Overview
JSONScraperGraph defines a scraping pipeline for JSON files. It allows you to query JSON data using natural language without writing complex JSON path queries or parsing code.
Class Signature
class JSONScraperGraph(AbstractGraph):
def __init__(
self,
prompt: str,
source: str,
config: dict,
schema: Optional[Type[BaseModel]] = None,
)
Constructor Parameters
The natural language query to extract information from the JSON file.

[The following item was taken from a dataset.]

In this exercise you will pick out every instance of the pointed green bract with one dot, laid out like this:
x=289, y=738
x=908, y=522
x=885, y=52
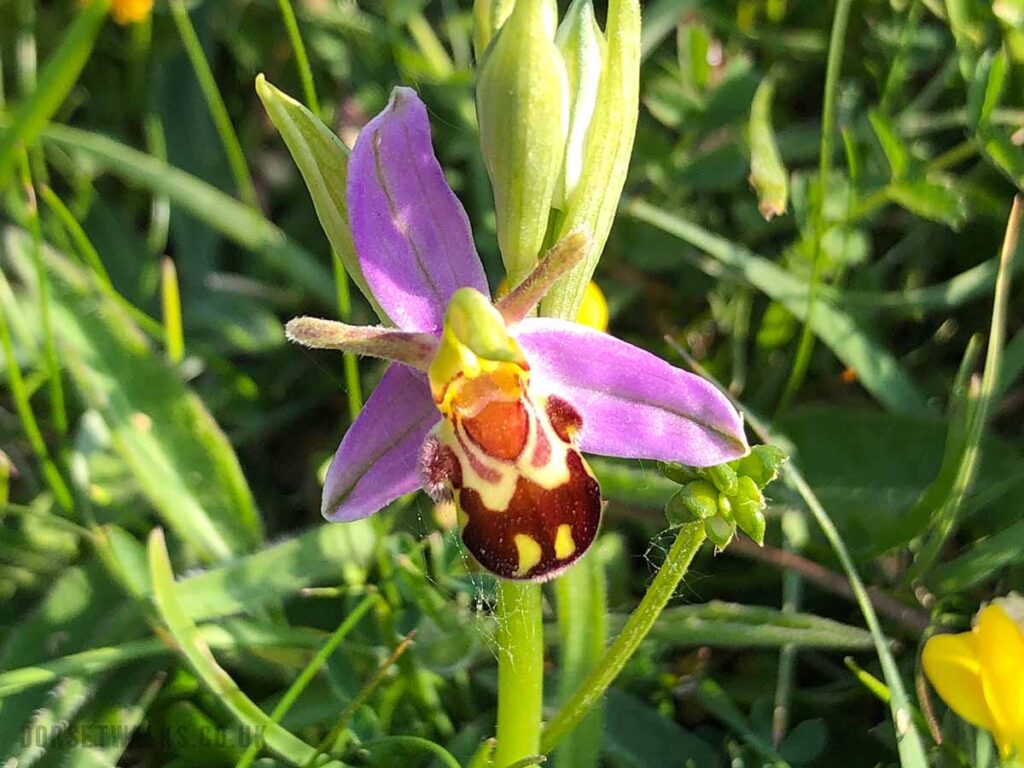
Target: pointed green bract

The source JSON file or directory. Can be:
- Path to a single JSON file (e.g.,
"data.json")
- Path to a directory containing multiple JSON files (e.g.,
"./json_data/")
Configuration parameters for the graph. Must include:
llm: LLM configuration (e.g., {"model": "openai/gpt-4o"})
Optional parameters:
verbose (bool): Enable detailed logging
headless (bool): Run in headless mode
additional_info (str): Extra context for the LLM
schema
Type[BaseModel]
default:"None"
Optional Pydantic model defining the expected output structure.
Attributes
The JSON file path or directory path.
Configuration dictionary for the graph.
Optional output schema for structured data extraction.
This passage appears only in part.